Has anybody on this board had a direct conversation with Pilling about Engles, and if so, what did Pilling say?

Anonymous said...

Ask yourself if the Ivies that are consistent winners (e.g., Princeton, Yale, Harvard) would tolerate this level of ineptitude from their men’s basketball coach and inaction from their AD. The answer is an emphatic no.

Anonymous said...

So what is the explanation? Other coaches have been fired or given a short leash.

Anonymous said...

No

Anonymous said...

Meg mentioned as candidate at Miami. ACC women's hoops jobs typically pay 700-900k. Thoughts?

Anonymous said...

Test

Don B said...

My brother, the great sports philosopher, likes to say average players make average coaches and great players make great coaches. Belichick wasn't so great when he no longer had great players. Saban can't assure the retention pipeline for great players that he had because of NIL and the portal so he retired. Wooden isn't Wooden without Jabbar and Walton. Where is Auerbach without Russell? 1968 CU men's BB isn't what it was without MacMillan, Dotson, Newmark.

If CU men's BB has an overriding problem it is in recruiting outstanding BB players. If they come CU will be fine. If they don't come CU will trudge along. The question for Piling is why they aren't coming to CU. The coach? The facilities? Perceived culture by the recruited? Some? All? I don't have the answer. I just know hope isn't a plan and continuing to do what has only brought mediocrity isn't going to change anything.
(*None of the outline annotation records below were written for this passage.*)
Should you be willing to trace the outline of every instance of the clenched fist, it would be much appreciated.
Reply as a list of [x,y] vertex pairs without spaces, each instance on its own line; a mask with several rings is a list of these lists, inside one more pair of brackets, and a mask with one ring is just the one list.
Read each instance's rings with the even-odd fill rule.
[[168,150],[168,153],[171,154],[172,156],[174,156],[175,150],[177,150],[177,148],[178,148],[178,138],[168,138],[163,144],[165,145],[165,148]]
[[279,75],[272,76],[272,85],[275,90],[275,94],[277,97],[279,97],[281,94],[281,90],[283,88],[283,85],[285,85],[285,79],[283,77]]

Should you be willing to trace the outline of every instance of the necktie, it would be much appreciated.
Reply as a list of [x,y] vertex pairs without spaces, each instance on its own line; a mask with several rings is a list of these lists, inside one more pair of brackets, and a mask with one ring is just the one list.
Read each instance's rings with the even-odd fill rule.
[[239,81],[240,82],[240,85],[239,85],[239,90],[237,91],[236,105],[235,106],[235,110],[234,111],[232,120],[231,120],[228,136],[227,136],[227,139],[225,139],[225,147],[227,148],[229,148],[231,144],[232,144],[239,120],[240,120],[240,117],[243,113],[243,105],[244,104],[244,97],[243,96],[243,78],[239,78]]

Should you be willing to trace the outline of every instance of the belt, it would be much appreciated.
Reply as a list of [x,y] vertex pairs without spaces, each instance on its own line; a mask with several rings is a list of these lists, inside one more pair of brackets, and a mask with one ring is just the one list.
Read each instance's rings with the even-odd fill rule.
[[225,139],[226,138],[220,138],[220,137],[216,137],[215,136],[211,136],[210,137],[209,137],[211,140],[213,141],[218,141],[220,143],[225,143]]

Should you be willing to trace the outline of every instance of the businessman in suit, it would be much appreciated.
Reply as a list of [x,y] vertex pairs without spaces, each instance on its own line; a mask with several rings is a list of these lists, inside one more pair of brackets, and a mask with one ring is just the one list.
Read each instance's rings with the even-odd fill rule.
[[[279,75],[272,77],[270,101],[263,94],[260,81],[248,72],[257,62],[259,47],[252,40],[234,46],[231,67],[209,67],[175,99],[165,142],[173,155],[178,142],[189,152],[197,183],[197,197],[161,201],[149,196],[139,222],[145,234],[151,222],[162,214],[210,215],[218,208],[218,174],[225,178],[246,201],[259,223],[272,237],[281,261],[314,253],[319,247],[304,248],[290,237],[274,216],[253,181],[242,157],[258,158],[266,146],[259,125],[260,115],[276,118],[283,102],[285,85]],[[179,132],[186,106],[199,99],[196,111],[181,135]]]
I saw the women's Vanderbilt game. I coached some BB and from that experience I thought they were too hyped, too many players trying to do too many things. In an evenly matched game, the big spurt often wins it and Vanderbilt had one that CU couldn't overcome. I felt badly for them but happy to see them and CU get national exposure. The NCAA tournament is an unbelievable school marketing opportunity. CU misses out on that with the state of its men's BB program. Too bad it accepts that situation.

Anonymous said...

Earth to Pilling... Come in Pilling....

Anonymous said...

We are hearing a weak signal from the AD's office... It appears that someone in Men's hoops is blocking the signal! EARTH TO PILLING come in Pilling!